Lyonel Feininger
  1871-1956

Lyonel Feininger

     Lyonel Feininger was a Cubist / Expressionist painter, illustrator, superb caricaturist and printmaker. He was loved for his lighthearted subject matter, known for clean, crystalline abstract seascapes and powerful urban scenes. His bold and expressive designs follow in the footsteps of the great Germanic woodcutting tradition.

     Lyonel Feininger was born in New York City, on July 17, 1871. The son of two German accomplished musicians, he was expected to study music but he attended the Berlin Art Academy and the Cola Rossi Academy in Paris. Although born in New York, Lyonel Feininger lived and worked mostly in Germany.

     Feininger's career as cartoonist started in 1894. He was working for a number of German, French and American magazines. He was hired to illustrate two comic strips 'The Kin-der-Kids' and 'Wee Willie Winkie's World' for the Chicago Tribune. After a few months he left these strips and went on with his career as a celebrated painter and artist.
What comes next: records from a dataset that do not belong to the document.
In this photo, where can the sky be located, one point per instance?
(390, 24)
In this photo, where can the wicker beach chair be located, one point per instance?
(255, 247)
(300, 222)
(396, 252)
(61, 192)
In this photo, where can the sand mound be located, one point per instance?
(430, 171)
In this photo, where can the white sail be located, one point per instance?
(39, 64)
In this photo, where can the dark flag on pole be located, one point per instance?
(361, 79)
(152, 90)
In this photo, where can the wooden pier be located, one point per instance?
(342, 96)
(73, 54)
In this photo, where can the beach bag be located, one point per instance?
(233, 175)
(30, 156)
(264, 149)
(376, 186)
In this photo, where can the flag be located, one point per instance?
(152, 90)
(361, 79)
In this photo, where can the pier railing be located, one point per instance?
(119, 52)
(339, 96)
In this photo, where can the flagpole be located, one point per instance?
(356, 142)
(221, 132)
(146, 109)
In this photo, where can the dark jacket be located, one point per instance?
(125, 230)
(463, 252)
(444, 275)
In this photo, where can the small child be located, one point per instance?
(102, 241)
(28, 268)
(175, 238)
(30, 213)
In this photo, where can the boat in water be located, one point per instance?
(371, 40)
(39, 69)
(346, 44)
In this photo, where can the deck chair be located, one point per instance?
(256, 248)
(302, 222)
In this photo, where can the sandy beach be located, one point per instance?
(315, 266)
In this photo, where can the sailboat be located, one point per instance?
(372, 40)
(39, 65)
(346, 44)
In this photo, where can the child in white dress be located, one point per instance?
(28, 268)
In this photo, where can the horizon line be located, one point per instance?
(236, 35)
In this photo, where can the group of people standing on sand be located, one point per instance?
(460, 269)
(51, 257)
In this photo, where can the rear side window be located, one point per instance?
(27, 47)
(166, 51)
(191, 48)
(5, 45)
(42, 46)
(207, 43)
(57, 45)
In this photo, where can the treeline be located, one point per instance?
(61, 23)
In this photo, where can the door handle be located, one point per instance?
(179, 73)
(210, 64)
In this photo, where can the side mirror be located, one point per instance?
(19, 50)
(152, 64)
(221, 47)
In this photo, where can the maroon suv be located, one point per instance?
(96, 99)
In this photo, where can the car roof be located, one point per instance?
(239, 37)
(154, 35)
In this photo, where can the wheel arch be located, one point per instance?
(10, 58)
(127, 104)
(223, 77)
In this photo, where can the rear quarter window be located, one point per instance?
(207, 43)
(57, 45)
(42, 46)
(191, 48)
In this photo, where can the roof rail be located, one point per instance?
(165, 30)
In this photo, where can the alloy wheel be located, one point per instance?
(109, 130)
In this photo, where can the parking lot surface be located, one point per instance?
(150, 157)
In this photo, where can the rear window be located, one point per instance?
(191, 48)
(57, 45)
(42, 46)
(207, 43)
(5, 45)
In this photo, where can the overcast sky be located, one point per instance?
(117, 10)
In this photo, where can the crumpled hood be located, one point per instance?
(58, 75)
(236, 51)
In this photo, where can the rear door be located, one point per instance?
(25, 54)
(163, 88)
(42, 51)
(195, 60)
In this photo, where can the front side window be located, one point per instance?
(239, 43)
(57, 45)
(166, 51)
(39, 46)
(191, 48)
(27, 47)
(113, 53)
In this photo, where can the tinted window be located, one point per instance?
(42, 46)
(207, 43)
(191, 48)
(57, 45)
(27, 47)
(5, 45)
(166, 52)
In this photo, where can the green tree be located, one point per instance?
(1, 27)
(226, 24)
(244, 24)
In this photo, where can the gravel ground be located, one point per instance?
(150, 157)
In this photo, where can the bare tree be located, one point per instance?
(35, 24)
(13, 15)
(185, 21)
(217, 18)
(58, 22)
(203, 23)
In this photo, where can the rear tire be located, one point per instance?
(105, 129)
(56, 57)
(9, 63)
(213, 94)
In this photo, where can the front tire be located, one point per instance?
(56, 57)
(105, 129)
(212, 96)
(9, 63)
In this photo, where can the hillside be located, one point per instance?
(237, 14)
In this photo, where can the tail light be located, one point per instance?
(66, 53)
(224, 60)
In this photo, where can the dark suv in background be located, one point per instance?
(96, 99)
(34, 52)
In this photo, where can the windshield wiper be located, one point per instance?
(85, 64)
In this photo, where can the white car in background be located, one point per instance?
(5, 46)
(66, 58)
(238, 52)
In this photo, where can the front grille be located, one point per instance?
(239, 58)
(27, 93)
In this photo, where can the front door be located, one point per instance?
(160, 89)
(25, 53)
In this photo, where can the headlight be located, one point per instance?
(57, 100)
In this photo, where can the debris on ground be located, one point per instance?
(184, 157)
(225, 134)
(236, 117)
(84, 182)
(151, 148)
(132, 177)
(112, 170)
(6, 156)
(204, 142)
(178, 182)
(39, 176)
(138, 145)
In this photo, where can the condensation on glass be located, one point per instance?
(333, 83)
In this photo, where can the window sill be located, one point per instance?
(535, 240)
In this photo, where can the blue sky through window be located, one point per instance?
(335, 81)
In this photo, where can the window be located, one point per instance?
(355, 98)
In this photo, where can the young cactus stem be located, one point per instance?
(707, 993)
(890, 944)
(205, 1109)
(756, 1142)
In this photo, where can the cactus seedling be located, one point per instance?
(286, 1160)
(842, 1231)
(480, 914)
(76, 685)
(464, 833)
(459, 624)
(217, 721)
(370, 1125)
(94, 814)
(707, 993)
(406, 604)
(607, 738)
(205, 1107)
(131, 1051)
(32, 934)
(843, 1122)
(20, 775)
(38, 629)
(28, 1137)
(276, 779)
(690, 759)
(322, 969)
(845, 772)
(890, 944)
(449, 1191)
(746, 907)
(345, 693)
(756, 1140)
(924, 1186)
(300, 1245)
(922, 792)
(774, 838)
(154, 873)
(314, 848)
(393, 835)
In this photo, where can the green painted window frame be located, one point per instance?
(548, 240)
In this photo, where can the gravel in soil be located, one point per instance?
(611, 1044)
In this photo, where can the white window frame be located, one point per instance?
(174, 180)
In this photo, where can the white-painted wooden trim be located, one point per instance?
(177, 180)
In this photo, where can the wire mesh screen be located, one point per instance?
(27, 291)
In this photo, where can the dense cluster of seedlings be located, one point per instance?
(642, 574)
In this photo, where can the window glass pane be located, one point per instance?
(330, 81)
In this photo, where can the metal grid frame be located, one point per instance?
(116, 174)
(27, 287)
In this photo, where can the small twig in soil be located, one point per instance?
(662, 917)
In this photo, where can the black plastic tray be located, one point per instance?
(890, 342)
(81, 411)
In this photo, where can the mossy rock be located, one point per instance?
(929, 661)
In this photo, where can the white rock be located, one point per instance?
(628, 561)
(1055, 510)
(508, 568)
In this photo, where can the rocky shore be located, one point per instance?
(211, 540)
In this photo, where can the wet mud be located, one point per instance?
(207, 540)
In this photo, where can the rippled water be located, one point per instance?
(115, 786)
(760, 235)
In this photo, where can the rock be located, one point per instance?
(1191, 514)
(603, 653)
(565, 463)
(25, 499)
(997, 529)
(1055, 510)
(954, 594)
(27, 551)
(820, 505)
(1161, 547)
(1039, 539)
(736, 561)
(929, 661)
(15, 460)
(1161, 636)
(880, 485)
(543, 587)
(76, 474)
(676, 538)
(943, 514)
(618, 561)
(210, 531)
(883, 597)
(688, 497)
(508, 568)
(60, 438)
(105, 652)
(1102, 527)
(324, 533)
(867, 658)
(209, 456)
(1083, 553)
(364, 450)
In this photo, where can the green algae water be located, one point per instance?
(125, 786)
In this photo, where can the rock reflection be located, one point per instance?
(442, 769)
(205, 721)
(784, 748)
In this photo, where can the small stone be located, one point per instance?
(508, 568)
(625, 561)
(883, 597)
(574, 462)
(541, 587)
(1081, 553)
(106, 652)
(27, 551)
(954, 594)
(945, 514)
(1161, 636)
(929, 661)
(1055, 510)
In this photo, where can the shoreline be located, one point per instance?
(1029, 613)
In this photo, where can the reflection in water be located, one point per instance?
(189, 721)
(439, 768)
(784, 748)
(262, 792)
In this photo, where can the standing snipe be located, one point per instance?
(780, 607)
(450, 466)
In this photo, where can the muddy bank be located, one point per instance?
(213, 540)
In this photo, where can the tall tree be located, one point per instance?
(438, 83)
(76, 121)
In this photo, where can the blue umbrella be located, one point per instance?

     Feininger was deeply influenced by the Futurists and adopted prismatic style, with facets that are forming three-dimensional objects. That's why he was named Form Master. In 1919, Feininger became a founding member of the legendary Bauhaus school of art and architecture at Weimar and later in Dessau until it was closed in 1932. Because his wife was Jewish and fascists forced him to give up his American citizenship, the couple decided to return to New York in 1937. There he worked and died at age 85 in January 1956.